7 Reasons Why You’re Not Getting Hired on UpWork (and what to do about it)

I know that feeling. Applying for jobs left and right, but not hearing anything back.

Here are 7 reasons why that is happening, and what to do about it.

1. You have no reviews and no past work history

Applying for jobs with no reviews or work history is the toughest spot to be in (we have all been there). To get over the hump, keep your rate fairly low, and apply for jobs that closely match the capabilities of a similar built demo project.

2. You are not proving you are capable of doing the job

The client can get over the fact that you have no reviews, but you must prove you are capable of doing their job.
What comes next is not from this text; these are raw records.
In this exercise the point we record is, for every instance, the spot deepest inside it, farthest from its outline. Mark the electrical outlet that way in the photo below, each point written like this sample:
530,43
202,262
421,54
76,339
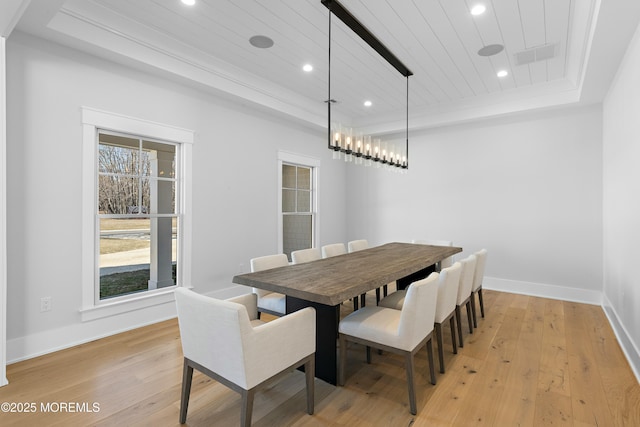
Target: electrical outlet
45,304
It must be backed up with proof in the form of sample code, a previous project, or (once again), a solid demo project.

3. You do not meet the prerequisites for the job

If the job requires 100 hours of previous work on UpWork and you only have 10, there is a chance your proposal will be filtered from the client’s view. Even if they do see your proposal, the prerequisites that are not met will be highlighted. If they are too off, the client will likely move on without even reading your proposal.
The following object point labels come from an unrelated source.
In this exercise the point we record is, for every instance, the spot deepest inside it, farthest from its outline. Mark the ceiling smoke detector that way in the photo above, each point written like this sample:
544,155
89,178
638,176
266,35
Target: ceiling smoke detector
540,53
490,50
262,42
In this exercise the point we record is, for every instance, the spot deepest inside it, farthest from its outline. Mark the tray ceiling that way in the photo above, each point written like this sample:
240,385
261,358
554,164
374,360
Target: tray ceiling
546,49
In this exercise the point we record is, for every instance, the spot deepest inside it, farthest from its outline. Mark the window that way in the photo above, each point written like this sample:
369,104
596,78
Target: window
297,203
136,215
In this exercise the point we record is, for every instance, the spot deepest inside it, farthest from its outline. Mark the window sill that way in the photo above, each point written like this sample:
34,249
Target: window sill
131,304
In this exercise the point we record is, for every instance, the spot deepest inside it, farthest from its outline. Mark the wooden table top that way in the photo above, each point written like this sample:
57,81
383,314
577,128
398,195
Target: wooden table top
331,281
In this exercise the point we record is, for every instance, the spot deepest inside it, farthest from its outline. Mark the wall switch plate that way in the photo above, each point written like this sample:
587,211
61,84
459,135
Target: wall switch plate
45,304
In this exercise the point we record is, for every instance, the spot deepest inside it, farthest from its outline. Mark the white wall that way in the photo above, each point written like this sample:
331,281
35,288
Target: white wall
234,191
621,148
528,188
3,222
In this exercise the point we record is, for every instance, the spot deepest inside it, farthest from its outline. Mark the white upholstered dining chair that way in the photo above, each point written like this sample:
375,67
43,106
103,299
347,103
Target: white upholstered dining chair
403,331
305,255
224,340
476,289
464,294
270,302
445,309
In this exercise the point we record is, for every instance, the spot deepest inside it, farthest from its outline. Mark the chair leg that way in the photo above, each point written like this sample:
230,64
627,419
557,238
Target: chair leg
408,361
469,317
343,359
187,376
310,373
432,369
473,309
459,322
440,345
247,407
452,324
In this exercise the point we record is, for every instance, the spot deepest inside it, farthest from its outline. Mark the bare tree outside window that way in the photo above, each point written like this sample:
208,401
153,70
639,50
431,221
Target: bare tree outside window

4. Your proposals are generic and not tailored to the job requirements

Every one of your proposals should uniquely address the client’s problems and job requirements. It will definitely make you stand out, because most freelancers are spamming generic proposals.

5. The job is old

It is best to strike when the iron is hot. Try to apply for jobs that are 48 hours old or less. I find clients are much less likely to respond when their job is older than two days.

6. Your hourly rate is too high

This is not necessarily something to fix. I recommend new freelance developers in the US market start at $30 per hour. That may be too high for some clients. But don’t lower your rate. Clients that are looking for an absolute bargain are likely to be problematic.

7. Your reviews are unrelated to the job at hand

Clients are looking for an expert. If they need a Django developer, then they want to hire the developer that has worked on 20 Django projects. So if your reviews are all based around WordPress and you are applying for a Angular job, expect you may not get it. That’s why it is extremely important to stay in a niche.